– И почему же дела в Германии после войны так быстро пошли в гору и сегодня страна сравнительно крепко стоит на ногах? – спросила я.
Ведь это противоречило его тезису о том, что для построения правового государства необходимы либеральные, просвещенные граждане. Немцы, если бы их спросили в 1949 году, отвергли бы Основной закон, поддержали смертную казнь и отрицали бы свою ответственность за Холокост, если бы вообще признали его существование. Нацисты все еще занимали ключевые позиции в госслужбе, судебной системе, министерствах и даже в прессе, тогда как значительная часть интеллигенции находилась в изгнании. И все же демократия и процветание возникли как по волшебству – и именно в Германии.
– Да, но только потому, что немцы за одно поколение дважды были вынуждены капитулировать, – ответил Надаш. – Страна обладала богатой культурой, как ни одна другая в Европе, и обеспеченной, образованной буржуазией, но при этом она была не только политически унижена и морально дискредитирована, но и физически разрушена – почти ни один дом не уцелел. Добропорядочные женщины таскали камни, владельцы фабрик голодали, профессора преклоняли колени перед оккупантами, миллионы людей бежали, подвергаясь насмешкам и насилию. Ни одна другая нация не переживала два столь полных поражения подряд, не испытывала такого духовного и материального краха. Именно поэтому, и только поэтому, Германия действительно извлекла урок из истории. «Никогда больше» касалось не евреев, это о том, что никогда больше с нами не должно случиться то же самое.
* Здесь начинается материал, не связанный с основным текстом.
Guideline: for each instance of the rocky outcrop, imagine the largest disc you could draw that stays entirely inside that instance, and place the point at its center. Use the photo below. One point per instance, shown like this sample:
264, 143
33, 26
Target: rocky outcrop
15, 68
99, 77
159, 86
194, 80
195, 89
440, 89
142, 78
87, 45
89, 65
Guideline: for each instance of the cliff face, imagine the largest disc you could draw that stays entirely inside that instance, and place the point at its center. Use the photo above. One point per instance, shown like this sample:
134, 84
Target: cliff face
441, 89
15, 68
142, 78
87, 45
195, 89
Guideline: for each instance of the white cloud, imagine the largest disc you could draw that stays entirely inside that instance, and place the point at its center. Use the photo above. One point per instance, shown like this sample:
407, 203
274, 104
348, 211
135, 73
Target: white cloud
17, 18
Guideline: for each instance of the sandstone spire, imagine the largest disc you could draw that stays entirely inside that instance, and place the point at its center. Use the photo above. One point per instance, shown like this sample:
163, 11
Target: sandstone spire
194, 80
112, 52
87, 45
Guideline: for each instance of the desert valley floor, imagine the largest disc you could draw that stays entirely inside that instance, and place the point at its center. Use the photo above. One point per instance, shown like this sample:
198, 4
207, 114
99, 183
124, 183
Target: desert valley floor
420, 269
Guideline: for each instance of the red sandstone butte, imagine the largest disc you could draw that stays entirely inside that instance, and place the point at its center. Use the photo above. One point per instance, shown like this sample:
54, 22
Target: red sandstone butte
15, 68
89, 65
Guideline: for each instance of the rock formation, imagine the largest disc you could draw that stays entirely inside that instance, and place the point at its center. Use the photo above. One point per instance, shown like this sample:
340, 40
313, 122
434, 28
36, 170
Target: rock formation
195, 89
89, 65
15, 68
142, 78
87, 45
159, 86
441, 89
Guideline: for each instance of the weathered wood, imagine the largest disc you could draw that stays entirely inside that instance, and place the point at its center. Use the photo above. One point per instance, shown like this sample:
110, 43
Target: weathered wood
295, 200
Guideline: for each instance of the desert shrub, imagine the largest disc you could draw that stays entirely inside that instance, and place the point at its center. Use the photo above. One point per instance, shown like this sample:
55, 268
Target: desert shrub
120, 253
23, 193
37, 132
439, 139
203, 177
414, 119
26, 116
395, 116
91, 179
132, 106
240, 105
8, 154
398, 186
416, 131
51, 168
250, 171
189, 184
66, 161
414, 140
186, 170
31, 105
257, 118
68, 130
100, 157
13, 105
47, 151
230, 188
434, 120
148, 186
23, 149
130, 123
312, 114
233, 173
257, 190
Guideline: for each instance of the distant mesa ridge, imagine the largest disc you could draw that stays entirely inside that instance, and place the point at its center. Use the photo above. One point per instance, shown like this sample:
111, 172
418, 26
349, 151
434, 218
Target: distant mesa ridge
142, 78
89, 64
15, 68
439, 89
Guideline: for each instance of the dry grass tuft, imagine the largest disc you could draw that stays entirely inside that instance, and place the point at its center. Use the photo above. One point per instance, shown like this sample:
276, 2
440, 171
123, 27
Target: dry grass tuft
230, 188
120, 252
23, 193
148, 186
Мы идем по городу, который из-за своей промышленности и торговли во время войны был разрушен на 95 процентов. Отдельные восстановленные великолепные здания, которым двести, триста, четыреста лет, стоят как реликты среди мышино-серых административных построек и безликих типовых домов. Такие административные центры нельзя назвать бедными – в последние годы в них много инвестируют: в торговые центры, велосипедные дорожки, зеленые зоны, культурные учреждения. Но от истории почти ничего не осталось, все, что росло естественным образом, было вырвано с корнем, весь шарм исчез. Такова оказалась цена.
* * *
Как я могу утверждать, что боль в ушах – это очень обычное раннее воспоминание по сравнению с его падением с лестницы в ночь бомбардировки, спрашивает меня Надаш в ресторане. Боль в ушах! Такое сильное вторжение внешней, непостижимой, ужасной реальности не только в тело, но и в душу. Я раздумываю, пока он продолжает качать головой:
– Да, это правда, ребенок, проснувшийся в темноте в кроватке от безобидной боли в ушах, вероятно, потрясен гораздо сильнее, чем если бы он находился в объятиях матери, бегущей в подвал во время бомбежки.